James (10/6/2010 at 3:52 PM)
I don't suppose any of these rocket scientists have determined that the reason people are leaving the ED without being seen is because their condition doesn't justify an ED visit. What nobody wants to address is the elephant in the room called EMTLA. Change that and then ED's can return to their primary role. Which is addressing emergencys instead of being a 24 hour walk in clinic.
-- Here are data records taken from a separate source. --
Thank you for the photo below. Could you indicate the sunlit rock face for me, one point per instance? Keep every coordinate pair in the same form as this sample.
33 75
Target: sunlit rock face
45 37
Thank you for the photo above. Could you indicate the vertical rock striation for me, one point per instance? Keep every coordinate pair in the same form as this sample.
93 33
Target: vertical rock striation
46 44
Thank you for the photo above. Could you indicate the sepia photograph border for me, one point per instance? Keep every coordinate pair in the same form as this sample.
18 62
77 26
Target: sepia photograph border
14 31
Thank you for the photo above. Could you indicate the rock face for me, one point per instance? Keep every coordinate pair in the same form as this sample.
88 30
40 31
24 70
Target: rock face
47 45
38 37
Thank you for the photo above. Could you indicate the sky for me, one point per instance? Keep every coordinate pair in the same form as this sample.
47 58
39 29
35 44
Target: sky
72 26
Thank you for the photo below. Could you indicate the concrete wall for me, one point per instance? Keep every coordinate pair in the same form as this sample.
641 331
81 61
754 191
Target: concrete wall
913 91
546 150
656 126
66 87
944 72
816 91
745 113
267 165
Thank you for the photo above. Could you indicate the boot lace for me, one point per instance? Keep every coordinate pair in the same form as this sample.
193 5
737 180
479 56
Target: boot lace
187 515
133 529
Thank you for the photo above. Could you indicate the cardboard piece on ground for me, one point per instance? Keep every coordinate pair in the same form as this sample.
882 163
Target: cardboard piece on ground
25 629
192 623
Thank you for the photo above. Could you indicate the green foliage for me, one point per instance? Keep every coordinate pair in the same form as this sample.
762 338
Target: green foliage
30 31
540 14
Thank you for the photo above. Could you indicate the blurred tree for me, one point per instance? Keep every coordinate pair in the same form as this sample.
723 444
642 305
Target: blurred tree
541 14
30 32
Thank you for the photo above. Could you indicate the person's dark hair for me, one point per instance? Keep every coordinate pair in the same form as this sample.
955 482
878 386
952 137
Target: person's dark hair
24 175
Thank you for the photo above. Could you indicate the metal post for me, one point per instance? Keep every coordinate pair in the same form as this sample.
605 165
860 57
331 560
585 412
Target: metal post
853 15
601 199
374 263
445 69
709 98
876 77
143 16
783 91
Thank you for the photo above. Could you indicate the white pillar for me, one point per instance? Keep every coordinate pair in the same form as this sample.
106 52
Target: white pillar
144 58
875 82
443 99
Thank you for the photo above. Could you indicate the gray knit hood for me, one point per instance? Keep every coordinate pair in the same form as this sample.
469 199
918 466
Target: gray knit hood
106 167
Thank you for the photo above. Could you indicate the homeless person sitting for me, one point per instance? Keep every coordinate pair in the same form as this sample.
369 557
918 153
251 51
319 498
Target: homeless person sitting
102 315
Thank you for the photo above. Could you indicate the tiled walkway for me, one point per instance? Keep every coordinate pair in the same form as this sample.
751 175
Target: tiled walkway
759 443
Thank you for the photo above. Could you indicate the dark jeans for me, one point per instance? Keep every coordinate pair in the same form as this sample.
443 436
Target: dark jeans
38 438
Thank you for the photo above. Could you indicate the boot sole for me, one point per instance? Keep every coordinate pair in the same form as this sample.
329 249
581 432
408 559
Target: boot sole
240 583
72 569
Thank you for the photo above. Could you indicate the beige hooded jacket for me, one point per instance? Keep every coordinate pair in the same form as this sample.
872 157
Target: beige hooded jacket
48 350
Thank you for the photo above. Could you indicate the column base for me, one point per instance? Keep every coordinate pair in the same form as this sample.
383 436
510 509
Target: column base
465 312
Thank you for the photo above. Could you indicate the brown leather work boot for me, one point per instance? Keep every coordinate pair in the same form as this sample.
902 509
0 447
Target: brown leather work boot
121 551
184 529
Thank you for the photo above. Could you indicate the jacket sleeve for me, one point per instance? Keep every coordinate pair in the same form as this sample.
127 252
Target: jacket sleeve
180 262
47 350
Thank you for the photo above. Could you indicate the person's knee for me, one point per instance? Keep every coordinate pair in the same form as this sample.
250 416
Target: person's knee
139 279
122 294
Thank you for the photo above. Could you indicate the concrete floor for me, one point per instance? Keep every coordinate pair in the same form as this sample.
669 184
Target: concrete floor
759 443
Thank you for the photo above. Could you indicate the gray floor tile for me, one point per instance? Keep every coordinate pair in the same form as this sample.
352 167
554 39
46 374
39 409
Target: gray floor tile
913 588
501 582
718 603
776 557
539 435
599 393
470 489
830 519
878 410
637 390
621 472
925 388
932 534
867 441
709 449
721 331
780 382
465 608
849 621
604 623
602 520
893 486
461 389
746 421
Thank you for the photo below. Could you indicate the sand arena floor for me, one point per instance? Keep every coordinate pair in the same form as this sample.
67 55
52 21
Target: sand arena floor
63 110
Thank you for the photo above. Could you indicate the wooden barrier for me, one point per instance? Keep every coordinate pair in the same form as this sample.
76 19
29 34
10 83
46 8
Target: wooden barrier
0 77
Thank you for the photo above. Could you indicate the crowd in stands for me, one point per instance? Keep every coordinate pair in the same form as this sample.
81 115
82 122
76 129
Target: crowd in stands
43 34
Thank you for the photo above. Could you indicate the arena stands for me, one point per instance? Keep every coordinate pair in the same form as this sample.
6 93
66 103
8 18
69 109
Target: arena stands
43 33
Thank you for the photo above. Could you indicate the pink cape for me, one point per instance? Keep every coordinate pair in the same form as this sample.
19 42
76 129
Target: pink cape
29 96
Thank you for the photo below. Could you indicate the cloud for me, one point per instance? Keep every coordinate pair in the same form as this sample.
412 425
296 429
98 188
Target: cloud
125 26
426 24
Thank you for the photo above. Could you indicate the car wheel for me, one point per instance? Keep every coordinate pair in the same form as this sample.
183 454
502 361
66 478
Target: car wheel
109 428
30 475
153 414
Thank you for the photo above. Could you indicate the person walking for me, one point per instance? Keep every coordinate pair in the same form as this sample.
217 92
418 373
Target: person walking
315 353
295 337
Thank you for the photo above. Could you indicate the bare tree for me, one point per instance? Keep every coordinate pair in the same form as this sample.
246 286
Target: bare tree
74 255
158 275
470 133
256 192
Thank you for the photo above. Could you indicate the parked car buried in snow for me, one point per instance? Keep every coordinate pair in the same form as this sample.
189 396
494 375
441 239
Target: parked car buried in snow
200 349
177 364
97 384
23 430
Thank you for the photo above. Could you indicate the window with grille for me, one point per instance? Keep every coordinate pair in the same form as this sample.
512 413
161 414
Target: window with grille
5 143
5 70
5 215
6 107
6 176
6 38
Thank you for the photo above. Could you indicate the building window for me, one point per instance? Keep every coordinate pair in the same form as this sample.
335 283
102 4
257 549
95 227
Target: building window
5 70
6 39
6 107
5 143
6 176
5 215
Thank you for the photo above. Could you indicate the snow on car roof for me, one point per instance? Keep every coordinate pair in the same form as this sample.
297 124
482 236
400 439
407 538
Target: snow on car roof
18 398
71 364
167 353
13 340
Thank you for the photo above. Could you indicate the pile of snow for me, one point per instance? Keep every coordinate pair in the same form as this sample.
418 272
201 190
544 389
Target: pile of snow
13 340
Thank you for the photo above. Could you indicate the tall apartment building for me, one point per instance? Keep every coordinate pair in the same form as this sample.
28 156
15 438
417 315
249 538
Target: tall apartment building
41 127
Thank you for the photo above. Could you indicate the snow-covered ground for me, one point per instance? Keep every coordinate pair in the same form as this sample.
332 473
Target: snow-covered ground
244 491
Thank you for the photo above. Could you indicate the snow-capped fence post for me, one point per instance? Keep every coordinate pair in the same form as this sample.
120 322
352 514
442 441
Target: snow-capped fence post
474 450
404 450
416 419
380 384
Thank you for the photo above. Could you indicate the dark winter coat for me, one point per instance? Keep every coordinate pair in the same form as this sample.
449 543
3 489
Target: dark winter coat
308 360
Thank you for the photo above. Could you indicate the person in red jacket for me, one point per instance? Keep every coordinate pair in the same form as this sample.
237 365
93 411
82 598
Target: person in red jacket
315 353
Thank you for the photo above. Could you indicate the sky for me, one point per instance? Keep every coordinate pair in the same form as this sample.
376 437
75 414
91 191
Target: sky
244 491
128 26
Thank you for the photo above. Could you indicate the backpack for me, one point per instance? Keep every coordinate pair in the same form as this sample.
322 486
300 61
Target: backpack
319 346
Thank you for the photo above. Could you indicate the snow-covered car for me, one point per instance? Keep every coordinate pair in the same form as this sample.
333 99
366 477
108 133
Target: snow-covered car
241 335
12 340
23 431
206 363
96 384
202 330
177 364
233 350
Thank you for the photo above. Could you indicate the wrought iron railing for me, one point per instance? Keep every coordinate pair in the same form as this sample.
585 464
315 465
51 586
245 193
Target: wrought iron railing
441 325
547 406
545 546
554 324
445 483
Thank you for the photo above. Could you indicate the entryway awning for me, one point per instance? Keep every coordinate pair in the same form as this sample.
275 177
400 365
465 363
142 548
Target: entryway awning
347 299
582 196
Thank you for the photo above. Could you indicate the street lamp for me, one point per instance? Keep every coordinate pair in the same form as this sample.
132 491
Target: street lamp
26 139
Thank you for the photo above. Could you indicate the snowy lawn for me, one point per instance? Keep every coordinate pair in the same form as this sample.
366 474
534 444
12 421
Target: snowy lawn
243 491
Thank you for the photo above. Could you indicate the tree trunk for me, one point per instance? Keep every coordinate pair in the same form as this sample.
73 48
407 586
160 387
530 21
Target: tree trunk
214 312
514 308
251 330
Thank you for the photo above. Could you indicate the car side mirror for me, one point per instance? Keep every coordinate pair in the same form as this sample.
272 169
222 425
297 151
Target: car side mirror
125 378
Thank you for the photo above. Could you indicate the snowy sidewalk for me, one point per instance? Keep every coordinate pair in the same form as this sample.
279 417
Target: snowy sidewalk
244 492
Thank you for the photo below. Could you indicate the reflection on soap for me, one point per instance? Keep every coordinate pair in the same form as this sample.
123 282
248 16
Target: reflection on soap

bob (10/4/2010 at 10:25 AM)
Many years ago, we solved this problem at a large teaching hospital with a very high occupancy rate. We did an analysis of emergency department patients requiring admission, and worked out a system in the admissions office to control the number of admissions of non-urgent in-patients each day so that beds would be available for the emergency cases. We found that we could do this without having to keep beds open on very many days when the predicted number of emergency admissions was less than estimated. We overcame opposition to this innovation of some of the surgical staff by allowing each member of the medical staff to admit no more than three non-urgent cases annually without question. This made all the difference in cooperation from the medical staff! The limitation on the number of non-urgent cases led to a great deal of voluntary innovation in medical staff management of their non-urgent cases and operating room scheduling: much more attention to prompt discharge of their in-patients; greater use of our ambulatory surgical facility; even getting us involved in improving quality at the other hospitals they were using!